Betul memang setiap orang punya zona waktunya sendiri untuk bisa bangkit dari suatu keterpurukan. Ada yang bisa dalam waktu yang relatif singkat, ada pula yang membutuhkan waktu agak sedikit lama. Yang perlu diingat adalah, harus tetap bergerak agar tidak seperti ikan mati yang terseret arus air. Betul sih, ikannya akan tetap mengambang, tetapi tidak punya jiwa. Kosong.
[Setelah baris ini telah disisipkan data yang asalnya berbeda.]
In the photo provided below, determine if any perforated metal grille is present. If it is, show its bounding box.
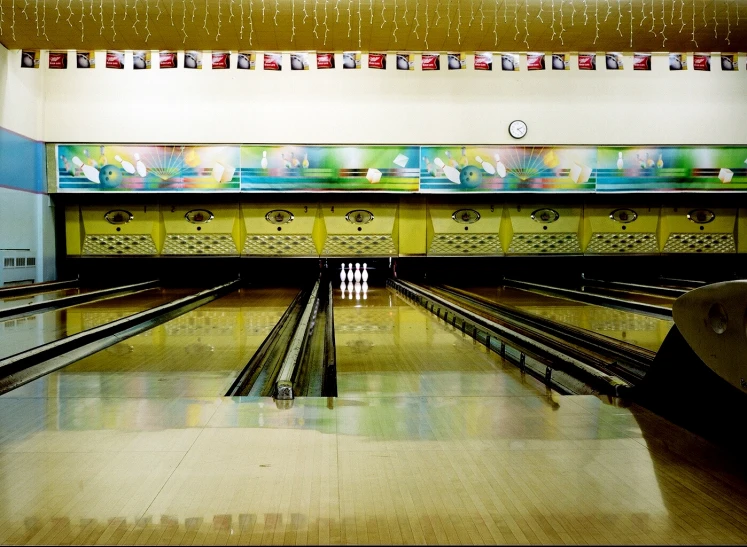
[428,233,503,255]
[83,234,157,255]
[322,235,397,256]
[664,233,737,253]
[508,233,581,254]
[586,232,659,254]
[163,234,238,255]
[243,234,318,256]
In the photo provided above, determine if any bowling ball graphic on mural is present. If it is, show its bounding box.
[99,165,122,188]
[459,165,482,188]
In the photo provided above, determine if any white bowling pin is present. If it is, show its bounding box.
[494,154,506,178]
[73,156,101,184]
[433,158,461,184]
[135,154,148,177]
[114,156,135,175]
[475,156,495,175]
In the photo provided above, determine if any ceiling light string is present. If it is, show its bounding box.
[112,2,117,42]
[324,0,329,46]
[550,0,557,41]
[412,0,420,35]
[558,0,565,45]
[690,0,698,49]
[594,0,599,44]
[724,0,731,45]
[182,0,187,44]
[215,0,222,42]
[617,0,622,37]
[392,0,399,43]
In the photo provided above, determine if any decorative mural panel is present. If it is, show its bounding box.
[50,144,747,194]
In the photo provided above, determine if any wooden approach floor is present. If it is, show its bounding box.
[0,289,747,545]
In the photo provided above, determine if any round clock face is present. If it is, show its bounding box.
[508,120,527,139]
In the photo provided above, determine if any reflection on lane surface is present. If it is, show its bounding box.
[463,287,673,351]
[0,288,86,309]
[8,289,298,397]
[0,289,190,358]
[334,288,545,397]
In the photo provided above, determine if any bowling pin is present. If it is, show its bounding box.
[475,156,495,175]
[135,154,148,177]
[433,158,461,184]
[459,146,469,169]
[494,154,506,178]
[73,156,100,184]
[114,155,135,175]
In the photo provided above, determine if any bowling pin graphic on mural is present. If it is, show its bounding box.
[494,154,506,178]
[433,158,461,184]
[135,153,148,178]
[73,156,99,184]
[114,155,135,175]
[475,156,495,175]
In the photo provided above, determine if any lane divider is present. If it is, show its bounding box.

Sewaktu rekanku memutuskan hubungan intim kami berdua, aku butuh waktu untuk bangkit. Cara-cara diplomatis sudah aku lakukan dan hasilnya adalah nihil meskipun aku mencoba untuk persisten selama kami menjalani hubungan tersebut. Di situlah aku butuh menjadi seseorang yang memiliki resiliensi. Tahu kapan harus berhenti dan kapan bangkit.
Dengan resiliensi, aku jadi tahu bahwa aku harus terus bergerak sepelan apapun itu. Meski cuma berkenalan dengan orang baru, mencoba daftar menjadi relawan TEDxJakarta (dan yes, diterima!), setidaknya aku bukan mengurung diri di kamar sambil mengutuk nasib.
Dengan resiliensi, aku tahu bahwa aku sebenarnya bisa dan memiliki kekuatan untuk memperbaiki hubungan dengan diriku sendiri.
Aku memang masih dalam proses untuk kembali “sehat.” Dan aku lihat, aku bisa menuju ke sana (lagi).